【アルカリ】0588
01/ 06/05(火)

『吉祥寺幸荘物語』
(花村萬月・角川書店・1400円+税)

 吉祥寺散歩のガイドにもなる? 青春小説

 吉岡信義。24歳。童貞。ロックミュージシャン、俳優、詩人などを輩出した、伝説的な貧乏下宿、吉祥寺幸荘の住人だ。

 吉岡は作家をめざして定職に就かず、ちょうど、文芸誌「文學界」への応募原稿を書き上げたばかりだ。幸荘には、ブルースギタリストをめざしている円町、カメラマンをめざしている富樫、幸荘の主的な存在になっている45歳の槙村など、クセのある連中が住んでいる。

 語り手である吉岡は、作家志望らしく、内省的な視点で彼らと自身の青春を見つめるが、目下の最大の問題は、24歳にもなっていまだ童貞ということである。観念的で、自意識が強い吉岡は女性に対して自然に接することが出来ないのだ。円町の恋人、香月は吉岡に佐和子というとびきりの美人を紹介するが、うまくいかず、吉岡は落ち込む。円町は、吉岡を誘って歌舞伎町の高級ソープへ行くのだが……。

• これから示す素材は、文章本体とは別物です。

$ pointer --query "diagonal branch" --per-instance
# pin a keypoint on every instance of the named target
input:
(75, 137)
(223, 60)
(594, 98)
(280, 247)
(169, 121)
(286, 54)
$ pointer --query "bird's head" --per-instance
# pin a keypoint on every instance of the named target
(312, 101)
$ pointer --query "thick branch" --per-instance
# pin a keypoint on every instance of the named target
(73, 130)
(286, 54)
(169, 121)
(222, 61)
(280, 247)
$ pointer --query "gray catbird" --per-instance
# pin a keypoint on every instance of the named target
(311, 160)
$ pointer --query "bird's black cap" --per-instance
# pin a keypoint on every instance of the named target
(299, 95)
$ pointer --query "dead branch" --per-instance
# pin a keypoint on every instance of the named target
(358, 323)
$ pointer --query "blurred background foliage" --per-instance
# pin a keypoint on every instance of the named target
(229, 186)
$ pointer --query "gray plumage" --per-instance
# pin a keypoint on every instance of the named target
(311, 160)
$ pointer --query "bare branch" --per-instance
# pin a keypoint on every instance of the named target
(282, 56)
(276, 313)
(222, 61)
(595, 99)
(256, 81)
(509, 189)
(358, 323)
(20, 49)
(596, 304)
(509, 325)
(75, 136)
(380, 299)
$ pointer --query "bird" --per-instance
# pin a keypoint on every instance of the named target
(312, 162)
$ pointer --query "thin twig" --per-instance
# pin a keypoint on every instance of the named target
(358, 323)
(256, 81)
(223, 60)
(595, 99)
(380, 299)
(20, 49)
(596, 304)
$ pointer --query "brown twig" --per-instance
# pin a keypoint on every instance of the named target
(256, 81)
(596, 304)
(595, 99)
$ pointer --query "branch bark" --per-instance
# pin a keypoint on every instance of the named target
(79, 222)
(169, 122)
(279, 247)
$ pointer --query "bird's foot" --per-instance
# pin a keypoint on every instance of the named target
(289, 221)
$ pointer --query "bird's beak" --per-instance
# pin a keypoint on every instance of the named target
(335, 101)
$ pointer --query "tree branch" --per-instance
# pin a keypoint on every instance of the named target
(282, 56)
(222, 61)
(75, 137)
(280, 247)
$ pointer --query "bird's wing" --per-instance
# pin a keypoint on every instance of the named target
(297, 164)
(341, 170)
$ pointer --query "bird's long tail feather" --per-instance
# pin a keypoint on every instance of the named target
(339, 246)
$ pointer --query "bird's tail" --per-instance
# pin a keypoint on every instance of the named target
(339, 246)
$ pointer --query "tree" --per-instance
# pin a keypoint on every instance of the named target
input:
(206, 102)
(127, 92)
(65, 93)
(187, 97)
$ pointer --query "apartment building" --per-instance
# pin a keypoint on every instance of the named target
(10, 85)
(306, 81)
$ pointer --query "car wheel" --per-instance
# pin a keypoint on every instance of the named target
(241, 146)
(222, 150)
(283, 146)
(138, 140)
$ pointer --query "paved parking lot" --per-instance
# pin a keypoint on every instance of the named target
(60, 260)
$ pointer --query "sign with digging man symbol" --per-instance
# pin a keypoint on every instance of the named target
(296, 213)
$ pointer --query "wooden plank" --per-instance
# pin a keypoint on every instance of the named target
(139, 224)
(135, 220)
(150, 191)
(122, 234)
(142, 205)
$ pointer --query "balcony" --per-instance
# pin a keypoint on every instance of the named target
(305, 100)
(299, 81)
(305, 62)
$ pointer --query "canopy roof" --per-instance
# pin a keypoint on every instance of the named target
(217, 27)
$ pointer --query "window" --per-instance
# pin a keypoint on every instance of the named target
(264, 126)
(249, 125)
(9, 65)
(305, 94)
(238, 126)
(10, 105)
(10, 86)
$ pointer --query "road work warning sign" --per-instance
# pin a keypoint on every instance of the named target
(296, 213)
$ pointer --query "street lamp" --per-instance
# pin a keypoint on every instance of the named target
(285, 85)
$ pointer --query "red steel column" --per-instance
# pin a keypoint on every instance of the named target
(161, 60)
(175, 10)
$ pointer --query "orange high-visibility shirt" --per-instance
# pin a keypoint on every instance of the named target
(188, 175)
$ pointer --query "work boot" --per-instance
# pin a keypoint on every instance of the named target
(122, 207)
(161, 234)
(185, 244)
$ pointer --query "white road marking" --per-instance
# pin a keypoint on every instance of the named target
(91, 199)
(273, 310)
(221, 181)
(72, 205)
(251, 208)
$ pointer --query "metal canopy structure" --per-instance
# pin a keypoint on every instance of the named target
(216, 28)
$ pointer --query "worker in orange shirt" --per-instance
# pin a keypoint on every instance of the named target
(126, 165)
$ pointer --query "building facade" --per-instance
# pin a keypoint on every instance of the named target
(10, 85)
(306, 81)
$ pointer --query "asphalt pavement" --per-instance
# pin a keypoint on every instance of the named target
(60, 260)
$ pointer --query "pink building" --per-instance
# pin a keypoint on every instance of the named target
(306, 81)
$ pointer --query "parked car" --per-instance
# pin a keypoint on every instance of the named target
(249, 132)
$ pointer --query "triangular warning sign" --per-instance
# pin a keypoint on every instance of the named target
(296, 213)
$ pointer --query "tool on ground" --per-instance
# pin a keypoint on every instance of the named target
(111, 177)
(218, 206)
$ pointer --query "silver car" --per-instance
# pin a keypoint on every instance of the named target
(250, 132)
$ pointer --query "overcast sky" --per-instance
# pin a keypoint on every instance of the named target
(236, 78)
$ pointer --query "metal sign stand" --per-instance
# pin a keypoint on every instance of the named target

 時代は変わっても、内省的で求道的な青年というのは存在するはずだ。文学というものも、時代とともにすっかり古くさいものに感じられるようになってしまったけれど、ある種の人にとってはいまだに価値のあるものなんだと思う。だから、吉岡という青年の古くささ、リアリティがあるとぼくは思った。

 観念的な青年にとって、女体というものは、大人の世界への扉である。文学青年の吉岡は、いまどき珍しく「奥手」だ。童貞、貧乏といった、いまどきじゃないネタを扱って、しかし、アナクロではない。このあたりのさじ加減がうまい。

 吉岡にとって内省や求道はかっこいいことなのだ。自分のスタイルとして、誇りを持っている。しかし、現実には、その誇りはなんの役にも立たないのだ。しかし、役に立たないことに価値を見出し、精を出せるのが青春であり、成長していく糧にもなる。

 吉祥寺界隈の描写は具体的で、基本的に実名だ。ぼくにもなじみがある店がいくつもでてきて、懐かしかった。花村萬月の顔に似合わぬ、文学青年を主人公にしたロマンチックな青春小説である。ちょっと調子の良すぎるストーリーだと思えなくもなく、また、40代の槙村の描写が淡泊にすぎるような感想も持ったが、ぼくは気に入った。